General and administrative expense increased to approximately $6.6 million compared to approximately $1.7 million for the same period last year. The year-over-year increase was due to additional restructuring, exit and consolidation costs of approximately $3.6 million, the recent acquisitions, expansion of technology, equipment, personnel and infrastructure, expenses directly related to integration of acquisitions, additional sales, marketing and branding efforts. Exclusive of the restructuring expenses, the Companys SG&A expenses would have been approximately $3.0 million for the first quarter of 2005 compared with approximately $4.2 million for the fourth quarter of 2004. The Company is in the process of consolidating the administrative functions and expects this effort to continue throughout the year.

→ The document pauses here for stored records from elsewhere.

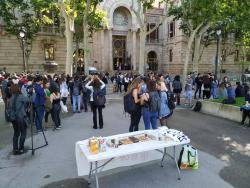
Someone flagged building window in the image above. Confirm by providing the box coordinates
[44,44,55,61]
[169,49,173,62]
[147,23,159,42]
[168,21,175,38]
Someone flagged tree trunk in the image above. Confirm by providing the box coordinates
[83,0,90,75]
[139,26,146,75]
[193,34,201,73]
[83,24,90,75]
[64,16,73,75]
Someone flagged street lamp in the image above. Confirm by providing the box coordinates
[214,28,221,80]
[19,27,27,72]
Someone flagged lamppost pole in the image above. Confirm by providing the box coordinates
[19,27,27,72]
[214,29,221,80]
[21,39,26,72]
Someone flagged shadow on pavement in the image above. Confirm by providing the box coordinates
[42,178,88,188]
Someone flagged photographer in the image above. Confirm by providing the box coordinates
[85,75,106,129]
[10,84,29,155]
[34,76,46,133]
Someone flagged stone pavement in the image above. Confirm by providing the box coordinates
[0,102,243,188]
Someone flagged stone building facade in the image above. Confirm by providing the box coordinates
[0,0,240,78]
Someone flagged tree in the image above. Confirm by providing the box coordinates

The Company reported a loss from continuing operations before provisions for income taxes of approximately $4.7 million for the period ended March 31, 2005, compared with losses from continuing operations before provisions for income taxes of approximately $624,000 for the period ended March 31, 2004. The net loss for the quarter was approximately $4.7 million, or $0.17 per basic and fully diluted share, compared to a net loss of approximately $404,000, or $0.02 per basic and fully diluted share for the same quarter one year ago. Excluding non-recurring restructuring expenses of $3.6 million, the net loss would have been approximately $1.1 million.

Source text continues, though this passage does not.